I got my new copy of tradition on Shabbat. For those keeping track, it was the fall issue, but 2003. Guess they keep Jewish time. The first article is by Rabbi Yehuda Herzl Henkin, who has written 4 volumes of responsa and a few books in english. His wife is Rabbanit Chana Henkin, who runs Nishmat, a center for advanced Jewish studies for women(in fact, I think that the toanot are trained in part by her). (by the way, RenReb, if you are unappy with the rebbitzin appelation, you can try Rabbanit).

R. Henkin has had my respect for quite a while, as one of the very few who is willing to read the sources as accurately as he can, delineating what is halacha, custom, hanhaga, and othewise, and letting the halachic chips fall as they may, without reading them with a preordained outcome and agenda in mind. Although I may sometimes not like his conclusions, I cannot dispute how he got there. Any gloss comes at the end, not in the reading of the sources. He has taken Rabbi Saul Berman to task(in a chapter in his book Equality Lost) for his makil attitude on kol isha, and in this article, he dismantles someone from the right.

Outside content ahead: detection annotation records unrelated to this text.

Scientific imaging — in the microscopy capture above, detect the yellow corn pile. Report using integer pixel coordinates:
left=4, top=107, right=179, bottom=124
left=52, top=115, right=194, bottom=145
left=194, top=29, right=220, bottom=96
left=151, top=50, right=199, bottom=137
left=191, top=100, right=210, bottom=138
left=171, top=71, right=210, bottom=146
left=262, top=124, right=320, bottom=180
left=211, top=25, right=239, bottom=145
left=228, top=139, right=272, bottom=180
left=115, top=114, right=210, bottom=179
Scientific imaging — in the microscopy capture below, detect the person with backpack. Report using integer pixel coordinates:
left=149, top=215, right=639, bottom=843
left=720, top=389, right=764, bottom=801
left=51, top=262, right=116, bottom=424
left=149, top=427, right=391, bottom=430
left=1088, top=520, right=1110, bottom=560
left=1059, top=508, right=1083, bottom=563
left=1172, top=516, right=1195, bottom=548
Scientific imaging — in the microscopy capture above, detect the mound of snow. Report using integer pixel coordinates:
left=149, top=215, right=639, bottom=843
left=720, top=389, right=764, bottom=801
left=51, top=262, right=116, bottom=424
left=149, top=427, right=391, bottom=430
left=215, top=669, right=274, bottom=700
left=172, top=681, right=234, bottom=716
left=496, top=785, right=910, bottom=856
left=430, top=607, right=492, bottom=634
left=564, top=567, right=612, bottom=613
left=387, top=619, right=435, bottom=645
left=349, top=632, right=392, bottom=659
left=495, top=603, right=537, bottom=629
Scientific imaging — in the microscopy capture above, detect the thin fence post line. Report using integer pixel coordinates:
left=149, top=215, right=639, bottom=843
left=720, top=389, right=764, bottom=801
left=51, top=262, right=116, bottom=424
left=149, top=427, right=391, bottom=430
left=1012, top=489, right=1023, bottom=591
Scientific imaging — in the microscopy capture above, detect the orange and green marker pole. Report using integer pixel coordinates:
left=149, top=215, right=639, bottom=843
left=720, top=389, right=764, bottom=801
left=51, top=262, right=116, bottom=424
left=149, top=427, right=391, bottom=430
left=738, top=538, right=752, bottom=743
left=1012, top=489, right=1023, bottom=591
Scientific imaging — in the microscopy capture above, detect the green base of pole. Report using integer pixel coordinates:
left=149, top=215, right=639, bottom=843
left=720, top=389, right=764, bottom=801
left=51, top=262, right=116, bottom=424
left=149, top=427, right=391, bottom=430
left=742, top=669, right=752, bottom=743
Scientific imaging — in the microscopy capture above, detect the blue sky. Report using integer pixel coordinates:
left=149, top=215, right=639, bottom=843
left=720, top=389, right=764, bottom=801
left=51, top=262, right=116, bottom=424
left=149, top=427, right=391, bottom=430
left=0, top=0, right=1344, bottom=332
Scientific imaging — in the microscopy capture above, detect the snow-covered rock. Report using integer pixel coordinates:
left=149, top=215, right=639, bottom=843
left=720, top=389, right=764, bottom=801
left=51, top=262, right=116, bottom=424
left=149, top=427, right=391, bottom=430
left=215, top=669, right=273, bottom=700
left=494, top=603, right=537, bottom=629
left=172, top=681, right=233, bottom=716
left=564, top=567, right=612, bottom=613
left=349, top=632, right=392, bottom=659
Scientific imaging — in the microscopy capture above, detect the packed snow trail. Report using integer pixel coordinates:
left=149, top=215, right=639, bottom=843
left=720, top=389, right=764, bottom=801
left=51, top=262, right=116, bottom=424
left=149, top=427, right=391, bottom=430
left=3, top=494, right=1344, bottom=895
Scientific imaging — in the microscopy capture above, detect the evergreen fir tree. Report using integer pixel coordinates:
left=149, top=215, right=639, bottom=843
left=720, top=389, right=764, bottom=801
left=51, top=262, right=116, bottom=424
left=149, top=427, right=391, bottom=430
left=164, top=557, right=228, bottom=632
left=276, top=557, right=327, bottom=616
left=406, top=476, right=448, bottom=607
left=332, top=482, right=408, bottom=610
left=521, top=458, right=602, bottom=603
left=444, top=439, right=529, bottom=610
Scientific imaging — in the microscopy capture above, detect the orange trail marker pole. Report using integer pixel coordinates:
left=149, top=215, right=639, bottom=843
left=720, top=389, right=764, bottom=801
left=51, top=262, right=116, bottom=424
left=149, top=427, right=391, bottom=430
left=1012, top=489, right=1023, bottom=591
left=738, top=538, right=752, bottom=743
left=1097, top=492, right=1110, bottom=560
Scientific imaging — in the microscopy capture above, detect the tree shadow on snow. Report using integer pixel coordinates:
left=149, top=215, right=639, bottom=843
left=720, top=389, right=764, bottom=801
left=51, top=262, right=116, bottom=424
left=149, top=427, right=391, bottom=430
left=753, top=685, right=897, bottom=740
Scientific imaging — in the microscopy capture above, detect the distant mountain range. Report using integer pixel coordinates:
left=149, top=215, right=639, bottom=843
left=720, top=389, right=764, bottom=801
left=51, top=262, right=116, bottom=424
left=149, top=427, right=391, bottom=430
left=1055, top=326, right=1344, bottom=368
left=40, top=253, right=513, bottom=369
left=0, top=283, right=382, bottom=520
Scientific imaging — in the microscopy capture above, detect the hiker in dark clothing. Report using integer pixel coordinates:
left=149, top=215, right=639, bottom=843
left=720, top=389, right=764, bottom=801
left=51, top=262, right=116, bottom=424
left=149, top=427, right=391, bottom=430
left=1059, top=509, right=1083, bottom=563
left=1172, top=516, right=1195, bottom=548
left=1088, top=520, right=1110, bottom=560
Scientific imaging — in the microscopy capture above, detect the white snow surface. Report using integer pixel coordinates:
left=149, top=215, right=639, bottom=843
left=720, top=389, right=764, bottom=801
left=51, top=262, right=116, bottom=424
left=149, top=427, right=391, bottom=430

The article is on tzniut, what exactly is the definition, what is allowed, what is not allowed, both in clothing, and in voice. It is a very good study, from the sources onwards, of how we get to where we are. On the way, he SEVERELY critcizes, Rabbi Eliyahu Pinchas Falk, who wrote a book entitled Oz v'hadar Levusha(a quotation from A Woman of Valor- meaning stregnth and beauty are her rainments). R. Henkin shows how R. Falk deliberately distorts sources, including what appears to be deliberate misreading of R. Moshe Feinstein, among others. R. Falk claims in his book that the standards for tzniut or tremendously strict, and he claims that they are all HALACHA. R. Henkin shows what the bottom line Halacha is(in his view) and how other things are obviously minhag, and not a minhag that should be binding on all.

Why is this important? Our religion places a lot of emphasis on tradition, to the point that some traditions are codified and accepted as law- at which point they are unchangable(or said to be unchangable). Declaring something that should be optional or a matter of minhag to be LAW, influences those who are susceptable to accept such declarations, and they behave accordingly. After a while, what should have been optional, becomes the practice, and that practice becomes codified. And, why is it codified? because someone who thought the ends justified the means distorted the truth and led the masses down the path that he thought was right. And the sheep followed him, unthinkingly. After that, anyone who wants to go back and reexamine why the practice became a certain way is thought of as an apikoros, trying to bring sociological issues into the hallowed halls of pesak.

There, I feel better now. Kudos to R. Henkin for showing R. Falk and his book to be the emperor with the unusual clothing. I doubt if it will have any practical effect on the more Haredi communities, but at least the Halacha is there for all to see. As I posted before, if you want to be machmir, gay gezunt, but make it clear what is Halacha, minhag, hashkafa, and what is made up.